Wednesday, May 5th, 2010
Tyler Brûlé is the über-hip founder of Wallpaper magazine, founder and editor of the excellent Monocle magazine, and owner of a design agency. He also writes a weekly column for the Financial Times in which he frequently takes London to task for its poor quality of life. This week featured another installment – “London: Not As Livable As I’d Like” – in which he extols the virtues of Seoul in comparison to London.
But guess what? Brûlé lives in London and bases all of his businesses there. Despite his complaints, there must be something about the place that keeps him from packing it up for Seoul or Tokyo.
Anyone who has ever been to London can attest to its miserable transport conditions, generally unattractive streets (in contrast to, say, Paris or Amsterdam), and high costs, among other annoyances. Yet for some people, the value of being in London is so high none of that matters.
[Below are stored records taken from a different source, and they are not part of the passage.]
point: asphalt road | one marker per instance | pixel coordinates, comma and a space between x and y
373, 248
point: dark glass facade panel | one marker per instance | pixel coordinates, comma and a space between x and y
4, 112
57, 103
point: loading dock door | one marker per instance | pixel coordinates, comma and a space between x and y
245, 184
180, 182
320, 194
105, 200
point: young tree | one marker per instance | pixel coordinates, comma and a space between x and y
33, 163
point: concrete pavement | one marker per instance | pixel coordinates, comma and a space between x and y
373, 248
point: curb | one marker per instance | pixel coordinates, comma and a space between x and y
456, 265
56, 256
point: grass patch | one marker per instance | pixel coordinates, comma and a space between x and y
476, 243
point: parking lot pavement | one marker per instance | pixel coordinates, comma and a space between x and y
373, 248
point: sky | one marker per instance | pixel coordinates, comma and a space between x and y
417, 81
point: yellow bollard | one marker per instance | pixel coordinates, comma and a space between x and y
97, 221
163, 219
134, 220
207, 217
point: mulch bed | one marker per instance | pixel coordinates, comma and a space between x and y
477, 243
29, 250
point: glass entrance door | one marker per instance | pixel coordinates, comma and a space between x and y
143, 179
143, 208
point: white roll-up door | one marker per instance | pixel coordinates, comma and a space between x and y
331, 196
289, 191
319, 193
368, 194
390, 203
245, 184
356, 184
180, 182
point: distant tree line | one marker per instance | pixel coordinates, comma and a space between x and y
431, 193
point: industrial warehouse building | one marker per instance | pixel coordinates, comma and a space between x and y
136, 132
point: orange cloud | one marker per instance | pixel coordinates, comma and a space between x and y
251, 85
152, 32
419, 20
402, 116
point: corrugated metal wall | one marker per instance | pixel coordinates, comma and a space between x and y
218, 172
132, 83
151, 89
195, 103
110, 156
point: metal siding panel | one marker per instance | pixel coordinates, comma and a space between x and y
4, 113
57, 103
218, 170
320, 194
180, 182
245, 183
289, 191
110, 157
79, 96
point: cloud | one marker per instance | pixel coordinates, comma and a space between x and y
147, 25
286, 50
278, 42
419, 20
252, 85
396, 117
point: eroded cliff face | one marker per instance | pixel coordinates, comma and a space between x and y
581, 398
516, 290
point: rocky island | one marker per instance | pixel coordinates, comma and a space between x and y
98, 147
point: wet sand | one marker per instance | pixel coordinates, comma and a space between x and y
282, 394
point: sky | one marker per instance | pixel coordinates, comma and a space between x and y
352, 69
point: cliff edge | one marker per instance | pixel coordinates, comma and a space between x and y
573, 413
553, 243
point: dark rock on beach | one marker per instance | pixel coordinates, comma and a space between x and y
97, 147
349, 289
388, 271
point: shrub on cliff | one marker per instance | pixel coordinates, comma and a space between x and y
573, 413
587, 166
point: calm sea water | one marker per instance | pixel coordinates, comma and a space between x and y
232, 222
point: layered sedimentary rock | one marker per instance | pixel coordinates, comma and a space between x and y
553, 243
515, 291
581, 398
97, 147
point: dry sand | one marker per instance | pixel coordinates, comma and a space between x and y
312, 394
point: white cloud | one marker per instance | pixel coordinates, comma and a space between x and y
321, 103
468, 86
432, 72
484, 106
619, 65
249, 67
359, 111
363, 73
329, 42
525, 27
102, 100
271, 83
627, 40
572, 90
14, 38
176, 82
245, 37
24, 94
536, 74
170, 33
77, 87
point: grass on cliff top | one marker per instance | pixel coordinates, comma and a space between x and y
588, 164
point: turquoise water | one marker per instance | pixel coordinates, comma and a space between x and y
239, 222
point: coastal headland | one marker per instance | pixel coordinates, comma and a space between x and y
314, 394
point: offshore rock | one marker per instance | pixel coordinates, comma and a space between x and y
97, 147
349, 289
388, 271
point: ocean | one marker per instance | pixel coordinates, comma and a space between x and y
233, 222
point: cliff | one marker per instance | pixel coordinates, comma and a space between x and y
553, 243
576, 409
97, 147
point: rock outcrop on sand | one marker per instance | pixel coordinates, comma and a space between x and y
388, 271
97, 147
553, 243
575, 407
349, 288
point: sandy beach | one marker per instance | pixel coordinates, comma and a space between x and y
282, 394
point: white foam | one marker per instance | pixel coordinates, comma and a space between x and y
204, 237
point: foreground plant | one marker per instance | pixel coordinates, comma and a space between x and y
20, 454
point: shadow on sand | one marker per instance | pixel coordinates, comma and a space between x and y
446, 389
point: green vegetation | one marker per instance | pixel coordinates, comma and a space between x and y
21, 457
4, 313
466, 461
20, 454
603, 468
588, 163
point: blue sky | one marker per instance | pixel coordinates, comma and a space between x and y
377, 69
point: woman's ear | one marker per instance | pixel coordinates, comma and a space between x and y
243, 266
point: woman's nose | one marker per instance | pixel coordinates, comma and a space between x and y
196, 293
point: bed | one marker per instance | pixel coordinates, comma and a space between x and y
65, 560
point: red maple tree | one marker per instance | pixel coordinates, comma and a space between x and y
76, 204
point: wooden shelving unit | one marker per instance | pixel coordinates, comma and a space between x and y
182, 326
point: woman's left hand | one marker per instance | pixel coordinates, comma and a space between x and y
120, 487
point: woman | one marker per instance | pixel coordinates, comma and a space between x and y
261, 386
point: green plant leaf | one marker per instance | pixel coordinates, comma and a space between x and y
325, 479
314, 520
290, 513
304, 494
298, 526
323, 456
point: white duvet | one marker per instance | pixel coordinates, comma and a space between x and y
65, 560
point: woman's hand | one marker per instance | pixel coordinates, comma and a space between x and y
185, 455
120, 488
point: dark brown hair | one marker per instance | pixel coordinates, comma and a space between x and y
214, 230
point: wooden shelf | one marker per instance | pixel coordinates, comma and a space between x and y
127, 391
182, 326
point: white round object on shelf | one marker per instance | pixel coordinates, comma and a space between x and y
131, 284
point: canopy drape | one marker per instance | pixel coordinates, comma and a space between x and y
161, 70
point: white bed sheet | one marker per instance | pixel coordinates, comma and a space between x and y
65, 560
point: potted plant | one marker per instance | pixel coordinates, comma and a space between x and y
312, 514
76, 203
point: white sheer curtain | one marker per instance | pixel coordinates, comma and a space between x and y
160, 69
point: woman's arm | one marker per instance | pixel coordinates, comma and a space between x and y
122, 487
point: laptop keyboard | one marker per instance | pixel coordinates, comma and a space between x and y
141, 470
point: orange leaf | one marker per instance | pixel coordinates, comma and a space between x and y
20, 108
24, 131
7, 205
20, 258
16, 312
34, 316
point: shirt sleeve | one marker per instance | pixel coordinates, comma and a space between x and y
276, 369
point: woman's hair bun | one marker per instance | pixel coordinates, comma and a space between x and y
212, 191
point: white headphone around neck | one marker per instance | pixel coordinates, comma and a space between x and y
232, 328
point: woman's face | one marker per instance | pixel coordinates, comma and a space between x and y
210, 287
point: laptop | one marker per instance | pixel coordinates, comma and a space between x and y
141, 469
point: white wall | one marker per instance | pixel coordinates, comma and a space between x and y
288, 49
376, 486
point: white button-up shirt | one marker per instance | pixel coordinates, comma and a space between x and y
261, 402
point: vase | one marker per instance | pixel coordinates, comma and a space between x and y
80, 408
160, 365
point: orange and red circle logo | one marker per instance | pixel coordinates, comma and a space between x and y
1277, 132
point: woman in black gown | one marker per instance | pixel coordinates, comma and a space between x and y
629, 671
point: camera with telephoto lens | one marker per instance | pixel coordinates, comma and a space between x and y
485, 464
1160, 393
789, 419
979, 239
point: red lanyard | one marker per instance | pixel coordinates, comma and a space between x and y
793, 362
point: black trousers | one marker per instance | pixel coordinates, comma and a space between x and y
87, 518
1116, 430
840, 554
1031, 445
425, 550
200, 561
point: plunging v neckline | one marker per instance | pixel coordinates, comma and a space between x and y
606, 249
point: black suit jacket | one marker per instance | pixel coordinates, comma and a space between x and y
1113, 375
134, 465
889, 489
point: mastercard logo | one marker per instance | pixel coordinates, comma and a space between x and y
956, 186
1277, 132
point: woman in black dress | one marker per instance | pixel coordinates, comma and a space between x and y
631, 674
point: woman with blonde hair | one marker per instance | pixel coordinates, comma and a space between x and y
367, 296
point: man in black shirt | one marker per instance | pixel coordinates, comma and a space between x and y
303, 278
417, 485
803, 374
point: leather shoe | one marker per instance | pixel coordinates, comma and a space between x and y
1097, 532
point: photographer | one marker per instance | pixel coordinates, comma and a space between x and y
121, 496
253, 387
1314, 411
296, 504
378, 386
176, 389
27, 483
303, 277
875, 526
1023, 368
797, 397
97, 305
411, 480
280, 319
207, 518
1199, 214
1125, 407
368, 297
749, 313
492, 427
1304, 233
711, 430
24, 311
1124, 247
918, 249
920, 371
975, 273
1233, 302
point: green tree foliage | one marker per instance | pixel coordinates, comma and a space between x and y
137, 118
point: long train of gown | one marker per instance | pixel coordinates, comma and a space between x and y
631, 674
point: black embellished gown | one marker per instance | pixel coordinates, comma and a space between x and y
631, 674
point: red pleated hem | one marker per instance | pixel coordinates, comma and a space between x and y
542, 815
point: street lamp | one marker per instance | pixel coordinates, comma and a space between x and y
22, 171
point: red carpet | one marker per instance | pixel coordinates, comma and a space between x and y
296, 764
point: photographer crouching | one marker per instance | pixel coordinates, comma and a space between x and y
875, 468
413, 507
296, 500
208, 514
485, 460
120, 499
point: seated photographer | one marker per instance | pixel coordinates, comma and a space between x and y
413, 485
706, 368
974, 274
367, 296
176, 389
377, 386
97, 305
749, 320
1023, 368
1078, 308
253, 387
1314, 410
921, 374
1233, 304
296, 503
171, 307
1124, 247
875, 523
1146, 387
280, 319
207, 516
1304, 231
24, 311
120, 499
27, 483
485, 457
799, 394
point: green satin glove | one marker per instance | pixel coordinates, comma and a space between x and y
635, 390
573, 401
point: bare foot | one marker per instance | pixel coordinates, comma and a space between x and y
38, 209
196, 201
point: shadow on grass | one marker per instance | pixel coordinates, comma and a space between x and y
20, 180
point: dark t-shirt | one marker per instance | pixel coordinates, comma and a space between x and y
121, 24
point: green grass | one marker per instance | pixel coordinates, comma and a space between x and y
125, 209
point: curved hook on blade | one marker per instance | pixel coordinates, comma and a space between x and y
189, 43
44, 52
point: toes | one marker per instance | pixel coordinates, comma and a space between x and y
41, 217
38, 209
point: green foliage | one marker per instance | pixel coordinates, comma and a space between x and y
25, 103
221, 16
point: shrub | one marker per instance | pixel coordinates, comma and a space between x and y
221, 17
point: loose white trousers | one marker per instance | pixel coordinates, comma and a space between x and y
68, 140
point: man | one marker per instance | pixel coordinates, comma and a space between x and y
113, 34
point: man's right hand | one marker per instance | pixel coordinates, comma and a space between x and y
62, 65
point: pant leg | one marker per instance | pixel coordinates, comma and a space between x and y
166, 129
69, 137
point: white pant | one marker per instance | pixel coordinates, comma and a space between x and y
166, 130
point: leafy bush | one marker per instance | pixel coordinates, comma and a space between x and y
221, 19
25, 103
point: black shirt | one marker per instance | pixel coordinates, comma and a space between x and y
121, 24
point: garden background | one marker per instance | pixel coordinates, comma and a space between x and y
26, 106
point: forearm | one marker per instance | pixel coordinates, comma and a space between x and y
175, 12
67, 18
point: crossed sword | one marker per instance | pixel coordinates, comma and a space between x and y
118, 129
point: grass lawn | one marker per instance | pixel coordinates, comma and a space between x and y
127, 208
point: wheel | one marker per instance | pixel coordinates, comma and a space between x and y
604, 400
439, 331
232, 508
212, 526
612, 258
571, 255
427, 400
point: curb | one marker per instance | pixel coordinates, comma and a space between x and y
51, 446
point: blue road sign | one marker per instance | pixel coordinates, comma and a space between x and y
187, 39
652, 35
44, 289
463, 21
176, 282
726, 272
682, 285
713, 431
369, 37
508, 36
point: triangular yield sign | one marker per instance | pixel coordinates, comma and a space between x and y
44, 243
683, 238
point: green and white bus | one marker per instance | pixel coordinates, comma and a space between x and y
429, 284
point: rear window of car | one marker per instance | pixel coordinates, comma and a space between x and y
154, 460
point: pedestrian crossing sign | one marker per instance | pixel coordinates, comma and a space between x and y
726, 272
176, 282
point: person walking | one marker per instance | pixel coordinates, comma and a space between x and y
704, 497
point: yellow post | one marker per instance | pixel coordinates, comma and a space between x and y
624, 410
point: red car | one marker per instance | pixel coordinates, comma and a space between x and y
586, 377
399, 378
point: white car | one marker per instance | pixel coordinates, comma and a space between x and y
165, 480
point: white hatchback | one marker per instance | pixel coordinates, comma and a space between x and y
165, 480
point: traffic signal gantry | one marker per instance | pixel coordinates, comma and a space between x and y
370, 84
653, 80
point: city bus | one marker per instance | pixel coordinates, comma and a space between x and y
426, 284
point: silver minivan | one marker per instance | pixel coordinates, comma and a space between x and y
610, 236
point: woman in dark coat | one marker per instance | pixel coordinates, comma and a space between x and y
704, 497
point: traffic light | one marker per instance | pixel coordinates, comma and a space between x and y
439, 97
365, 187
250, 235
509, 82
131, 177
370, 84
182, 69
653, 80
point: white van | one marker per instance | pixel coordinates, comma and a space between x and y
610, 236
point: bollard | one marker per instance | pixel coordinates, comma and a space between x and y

People talk about quality of life and amenities as drawing people. That’s a strategy many cities are pursuing. Seoul Mayor Oh Se-hoon said of his city:
My goal in the changing of the face of Seoul is all related to enhancing its attractiveness. If the city is attractive, people, information and capital flow in. This in turn creates economic re-vitality and it also creates a lot of jobs.
But once you’ve reached a certain level, that stuff almost doesn’t matter anymore. London’s power of place is so high, it trumps all other considerations, including quality of life, for those who can take advantage of it. That shows the magic isn’t per se in the amenities, it’s in the people and the value of them being together in a place like London.
That’s not to say that you shouldn’t focus on amenities or quality of life, especially if you aren’t yet in the London league. You’ve got to prime the pump somehow. Just remember why you are doing it. And I’d suggest not losing sight of the bottom line on costs either.
By the way, a couple years ago I was privileged to spend quite a bit of time working in London. There’s definitely something about the city. It’s got an energy and edge that is just incredible. You know just walking down the streets that this is a place where important things are happening. Whatever my long list of complaints about Heathrow and such, London is still by far my favorite city outside the United States – and I’m not just saying that because they speak English.